His eyes were closed. His chest was perfectly still.
Beside me, Tabby sucked in a shuddering breath as if to compensate for her husband’s lack of respiration. Then, before I could stop her, she shouldered me aside and fell to her knees, reaching for Joe’s shoulder.
I opened my mouth to say God-knows-what—Don’t do that? To comfort her? To swear?—but snapped my jaw closed again in silence as she turned him over and I saw the other side of his head.

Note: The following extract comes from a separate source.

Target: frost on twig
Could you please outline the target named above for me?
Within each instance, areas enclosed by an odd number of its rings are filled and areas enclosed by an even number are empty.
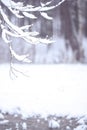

Let’s just say it wasn’t round anymore.
Tabby recoiled, scrabbling back like a drunken crab. She almost fell, but I grasped her arms from behind and managed to steady her. Slowly, she stood and leaned back against me. Her rapid breathing mingled with the murmurs of turtledoves in the nearby trees.
Gradually, she calmed. I released her, and she turned to face me. Her ice-blue eyes echoed a resounding sadness. “Joe really did it this time.”
I raised my eyebrows. “Did what?”
She closed her eyes and shook her head.
My eyes returned to the dead man, surrounded by shards of the murder weapon: a glass bottle of heavy cream, by the looks of it. I sighed. My tendency to find dead bodies had apparently followed me across state lines all the way to Colorado.
It was getting so I felt like I should come with a warning label.